How the “Wyzenbeek Test” works:
But Most Importantly: Take Care Of Your Tent
I can’t stress this enough. The way you treat your tent has the most impact on its durability. You can have a beast of a tent, if you don’t care for it, it will never reach its potential.
So here are a few tips to increase your tent’s longevity:
- Don’t pitch your tent on sharp stones and sticks.
- Protect the floor of your tent with a groundsheet or footprint.
- Never store a wet tent for more than half a day, or you risk developing mold.
- Take it easy on the zippers. Use both hands, especially when going around corners. Don’t brute-force the zipper when it gets stuck in the fabric. Use a zipper lubricant after every season.
- Make sure there is no dirt in your tent when you pack it up. Don’t wash the tent in the washing machine; instead, set it up in the backyard and sponge it off with a non-detergent wash.
- Take care of your poles. Make sure the ends of the pole sections are not banging together when pitching your tent. Don’t overstress your poles and clean them prior to storage.
- Don’t walk in a tent with your crampons or ice cleats on.
- At home, store your tent in a larger bag. Leave it open so that the tent can breathe.
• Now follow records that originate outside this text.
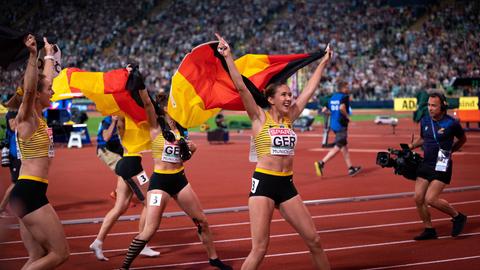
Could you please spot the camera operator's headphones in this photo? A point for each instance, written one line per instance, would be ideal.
(443, 101)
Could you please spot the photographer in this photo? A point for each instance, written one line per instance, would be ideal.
(437, 132)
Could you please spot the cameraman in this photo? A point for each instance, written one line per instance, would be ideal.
(437, 132)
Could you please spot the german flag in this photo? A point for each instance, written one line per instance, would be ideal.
(202, 86)
(107, 91)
- Limit UV exposure to prevent UV damage. This one is very important, especially when your tent is made of a fabric vulnerable to UV. Either pitch your tent in the shade, disassemble it at the beginning of each day, hang a tarp over your tent, pitch your tent underneath a cheap party tent or treat your tent with a solarproof spray as explained in the video below:
Let’s Wrap Things Up
Determining the quality of your tent can be tricky. We’ve discussed some indications of a high-quality tent, but most manufacturers don’t provide all the necessary information.
You may need to contact the brand and ask about the zippers, the number of threads, or how their fabric performs in the Wyzenbeek Test.
Other indications, such as the fabric or tent pole material, are usually shared with the public, so be sure to look for a tent that comes out strong on those aspects.
Fortunately, there’s no reason to get to the bottom of every tent, because you can rely on high-end brands like MSR or Alps Mountaineering. These guys have made a name for themselves and you know exactly what quality you’re going to get.
But remember that a high-quality tent can wear out pretty quickly if you neglect it. So take good care of your tent with the above tips and you can expect your tent to last a decade.